Correctly exiting persistent threads with global/local work queues and self generating work

I’m unsure how to approach the problem of shutting down persistent threads safely. In the case where each thread has its own local work queue, where overflows are spilled to a global work queue guarded by a lock, and exhausted local work queues cause work to be stolen from the global queue. And where each thread in processing work will generate zero to some set number of work items (Tree traversal type stuff for example).

Papers I have come across that appear to touch on this don’t have any specific details how to do this. I have only seen cases where an upper bound on total work is statically decided which of course may cause waste and is not easily determined in most cases.

The only other guaranteed way I can think of is to use a clock based bail out if idle period which isn’t ideal either and will cause waste.

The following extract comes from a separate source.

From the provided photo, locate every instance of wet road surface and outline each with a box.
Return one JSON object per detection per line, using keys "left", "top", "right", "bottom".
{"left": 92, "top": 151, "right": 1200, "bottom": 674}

Any other attempt of mine so far to use atomic based schemes of protocols/messaging has major flaws.

How about the following?

  1. keep in the global atomic var total number of currently active threads (i.e. processing some data)
  2. while there is no work available, check ActiveThreads each 1 ms or so. Exit if it reached 0

The timing cludge I suspect would be pretty nasty in terms of the efficiency of other kernels that run after. I’m targeting integrating with OpenGL calls (and ideally implementable with OpenGL compute shaders if possible later as well as CUDA) so I think that would not be ideal really as well :-(

It’s probably better then tracking a timer per worker though - so there is that!